I stared at the mountains. Steep forests layered their sides. Ocean water curled like liquid mercury around their feet. McLeod sighed. A man of prodigious sighs, his lungs moved air like ancient leather bellows.
“Sir, I’d like nothing more than to tell you this woman ended her own life. But facts say otherwise. A killer is on that ship and if we don’t find him, he walks away a free man.” I stopped, afraid my voice sounded strident.
“Don’t ever change, Raleigh.” The air bellowed again. “It’s good you’re like this. Good for us. Not so good for you.”
“It’s fine, sir.”
“That’s what you always say. But I want to send you some help on this.”
I felt the weight lift from my shoulders, the tension in my neck easing. “Thank you, sir. I’d appreciate some help.”
“Great. Jack can be there by this afternoon.”
“What—pardon? Jack?”
“I sent out a squad e-mail after the Alaska office passed. Said it was a free cruise to Alaska, which it sort of is. Jack was the first to reply. His plane’s ready to go.”
I felt sick. “Plane?”
“He’s a Bureau pilot. Didn’t you know? Keeps his own plane.”
What I knew about Jack Stephanson was this: he was a complete jerk. During my disciplinary transfer to Seattle, Jack was assigned to help ease my transition into the new field office. Help the new kid. Instead he hazed, harassed, and mocked me, before finally admitting his initial goal was to flush me from the FBI. And if that wasn’t enough, before I went back to Virginia, he’d had the gall to ask for a date.
“He needs to know when your ship leaves Ketchikan.”
We leave in five minutes, I wanted to lie. Don’t bother sending him.

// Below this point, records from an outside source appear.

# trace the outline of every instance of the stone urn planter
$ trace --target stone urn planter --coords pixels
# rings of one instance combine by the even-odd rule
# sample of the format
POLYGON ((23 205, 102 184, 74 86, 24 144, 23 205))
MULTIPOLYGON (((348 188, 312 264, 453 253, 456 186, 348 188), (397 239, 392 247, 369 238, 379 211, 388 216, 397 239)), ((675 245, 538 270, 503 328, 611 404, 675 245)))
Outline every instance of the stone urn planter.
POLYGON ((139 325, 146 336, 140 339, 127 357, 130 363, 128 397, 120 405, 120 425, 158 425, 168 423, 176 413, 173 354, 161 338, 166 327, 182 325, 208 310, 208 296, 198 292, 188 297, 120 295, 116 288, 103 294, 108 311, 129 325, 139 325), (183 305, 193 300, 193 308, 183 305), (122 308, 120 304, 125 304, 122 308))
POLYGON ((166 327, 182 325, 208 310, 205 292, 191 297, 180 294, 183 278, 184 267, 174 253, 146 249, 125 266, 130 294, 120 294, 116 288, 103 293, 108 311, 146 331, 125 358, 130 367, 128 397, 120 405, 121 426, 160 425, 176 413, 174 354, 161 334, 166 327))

Lifting my face to the sun, feeling the sting of self-pity in my eyes, the happy tourists flowed like a river around me. Across the street, on the totem pole, a raven perched and cawed with harsh laughter. I agreed it was quite the joke: my “help” was Jack Stephanson.
“Thank you for offering, sir, but on second thought, it’s better if I handle this myself.”
“Nonsense, Raleigh. You’re looking a gilt horse in the mouth.”
I had rules about lying. Really. In their way, they were strict rules. It was permissible to lie in order to protect my mother’s mental health. Or if the Bureau sent me undercover. Otherwise lying still ranked with the other nine commandments.
But right now, the truth tasted as bad as Eau de Funeral Home.
“Six o’clock.” I swallowed. “The ship leaves Ketchikan at six tonight.”
“Plenty of time! Make sure their security knows Jack’s coming on board. If they give you any grief, call me. A retired agent runs their corporate security.”
I wanted to say something, but words refused to leave my mouth.
McLeod continued, “Jack says meet him at the marina. You know where that is?”
I stared at the marina. The wooden masts and towering fishing vessels rocked softly along the base of Deer Mountain.
“I can find it,” I told him.
“You can always count on my help, Raleigh,” he said. “I’ll never leave you up a creek without a saddle.”